The list started as a tongue-in-cheek way of telling professors to watch their references when addressing this younger set, but according to the Beloit College website that list has turned into a “globally reported and utilized guide to the intelligent if unprepared adolescent consciousness.”
There’s a lot to chuckle at among the 75 points on this year’s Mindset List, aimed at the college graduating class of 2015.
“Arnold Palmer has always been a drink.”
“Their older siblings have told them about the days when Britney Spears, Justin Timberlake and Christina Aguilera were Mouseketeers.”
“Dial-up is soooooooo last century!”
“Refer to LBJ, and they might assume you’re talking about LeBron James.”
“They’ve always wanted to be like Shaq or Kobe: Michael Who?”
An Associated Press story about the new Mindset List advises “older folks” like myself that “if the generation gap has you down, get used to it. The list’s authors note that technology has only accelerated the pace of change and further compressed the generational divide.”
As the mother of two 20-somethings, I already feel ancient enough. I have a Facebook page, but I rarely post anything. I have a cellphone, but not a smartphone. I don’t Tweet. I don’t have an iPad or Kindle. I still read books the old-fashioned way, by turning pages of paper bound together.
I have a couple of my own observations I could add to the list:
“They’ve always gotten ice for their drinks from automatic ice-cube makers.”
A 25-year-old news reporter who stopped by to visit at our home couldn’t figure out how an ice-cube tray works. She’d always had “automatic” ice.
Unbelievable.
Another potential entry for the list would be: “Wouldn’t think of using the Yellow Pages to get information.” I still reach for the phone book to look up local carpet cleaners; my kids Google it.

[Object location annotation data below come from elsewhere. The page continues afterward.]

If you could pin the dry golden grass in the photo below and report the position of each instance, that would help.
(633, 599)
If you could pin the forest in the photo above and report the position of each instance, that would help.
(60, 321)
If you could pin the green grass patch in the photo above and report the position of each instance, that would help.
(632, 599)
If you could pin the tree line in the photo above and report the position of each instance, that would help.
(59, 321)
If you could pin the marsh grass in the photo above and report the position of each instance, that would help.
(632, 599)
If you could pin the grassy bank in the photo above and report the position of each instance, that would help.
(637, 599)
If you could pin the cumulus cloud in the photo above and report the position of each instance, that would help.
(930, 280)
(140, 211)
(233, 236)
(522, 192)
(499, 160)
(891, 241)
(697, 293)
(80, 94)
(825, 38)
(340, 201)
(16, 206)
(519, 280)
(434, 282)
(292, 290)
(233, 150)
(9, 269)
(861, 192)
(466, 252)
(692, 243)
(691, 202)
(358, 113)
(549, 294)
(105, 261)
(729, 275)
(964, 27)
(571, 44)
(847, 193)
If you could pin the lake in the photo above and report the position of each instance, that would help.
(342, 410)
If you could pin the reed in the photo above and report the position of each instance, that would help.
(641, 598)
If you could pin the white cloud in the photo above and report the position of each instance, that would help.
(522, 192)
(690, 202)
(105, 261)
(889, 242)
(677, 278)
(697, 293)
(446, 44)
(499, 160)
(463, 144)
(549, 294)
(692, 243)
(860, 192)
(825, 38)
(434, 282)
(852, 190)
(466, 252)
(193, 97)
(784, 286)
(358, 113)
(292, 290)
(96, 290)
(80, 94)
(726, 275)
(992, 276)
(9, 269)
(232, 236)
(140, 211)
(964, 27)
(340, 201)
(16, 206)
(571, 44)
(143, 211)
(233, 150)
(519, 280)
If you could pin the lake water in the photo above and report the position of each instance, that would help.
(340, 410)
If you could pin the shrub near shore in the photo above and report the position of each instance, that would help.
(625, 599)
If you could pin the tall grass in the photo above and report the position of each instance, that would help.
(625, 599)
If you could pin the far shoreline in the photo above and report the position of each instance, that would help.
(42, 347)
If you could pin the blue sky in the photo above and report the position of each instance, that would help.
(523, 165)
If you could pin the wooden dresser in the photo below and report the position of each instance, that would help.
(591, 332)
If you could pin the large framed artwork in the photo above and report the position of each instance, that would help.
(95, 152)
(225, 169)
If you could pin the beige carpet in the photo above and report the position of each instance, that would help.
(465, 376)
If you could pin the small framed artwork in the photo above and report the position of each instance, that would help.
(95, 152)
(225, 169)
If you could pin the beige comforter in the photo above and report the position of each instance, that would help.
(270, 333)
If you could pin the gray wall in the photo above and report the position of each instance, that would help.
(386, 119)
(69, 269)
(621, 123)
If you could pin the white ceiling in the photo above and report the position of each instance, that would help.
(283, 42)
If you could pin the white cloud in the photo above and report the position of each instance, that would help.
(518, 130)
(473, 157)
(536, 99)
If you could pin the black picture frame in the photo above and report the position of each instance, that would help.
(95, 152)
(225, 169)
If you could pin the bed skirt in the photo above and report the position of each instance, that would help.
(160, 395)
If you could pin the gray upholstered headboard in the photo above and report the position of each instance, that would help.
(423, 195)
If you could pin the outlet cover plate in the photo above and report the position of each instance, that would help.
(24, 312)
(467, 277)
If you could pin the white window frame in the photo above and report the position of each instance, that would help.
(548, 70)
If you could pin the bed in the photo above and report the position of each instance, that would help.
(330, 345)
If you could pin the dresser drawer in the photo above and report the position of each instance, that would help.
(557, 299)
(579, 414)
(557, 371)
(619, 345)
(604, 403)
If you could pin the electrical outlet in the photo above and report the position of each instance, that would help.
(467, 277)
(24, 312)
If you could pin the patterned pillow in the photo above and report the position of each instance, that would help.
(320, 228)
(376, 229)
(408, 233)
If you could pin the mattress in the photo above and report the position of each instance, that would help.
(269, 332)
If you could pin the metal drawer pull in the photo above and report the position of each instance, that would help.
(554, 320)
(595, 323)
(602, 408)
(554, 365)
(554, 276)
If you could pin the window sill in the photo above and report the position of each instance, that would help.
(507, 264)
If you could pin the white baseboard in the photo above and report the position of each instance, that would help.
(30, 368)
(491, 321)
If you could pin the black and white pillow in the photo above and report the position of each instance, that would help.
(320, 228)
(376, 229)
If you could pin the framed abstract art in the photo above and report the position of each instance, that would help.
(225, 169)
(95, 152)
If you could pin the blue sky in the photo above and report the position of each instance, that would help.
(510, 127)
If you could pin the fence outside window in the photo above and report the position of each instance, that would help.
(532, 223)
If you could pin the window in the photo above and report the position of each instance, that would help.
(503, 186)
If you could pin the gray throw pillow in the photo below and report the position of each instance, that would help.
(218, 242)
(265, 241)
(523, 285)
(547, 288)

I check the newspaper to see what movies are playing; my kids go online.
If you’re as intrigued with the Mindset List as I was, I should point out that the list’s authors, Beloit College’s emeritus public affairs director Ron Nief and English and Keefer professor of the humanities Tom McBride, have applied their list format to 10 generations of Americans over 150 years in their new book, “The Mindset Lists of American History: From Typewriters to Text Messages, What Ten Generations of Americans Think Is Normal.”
I hope I can still get a hard copy of the book; I’m old school that way.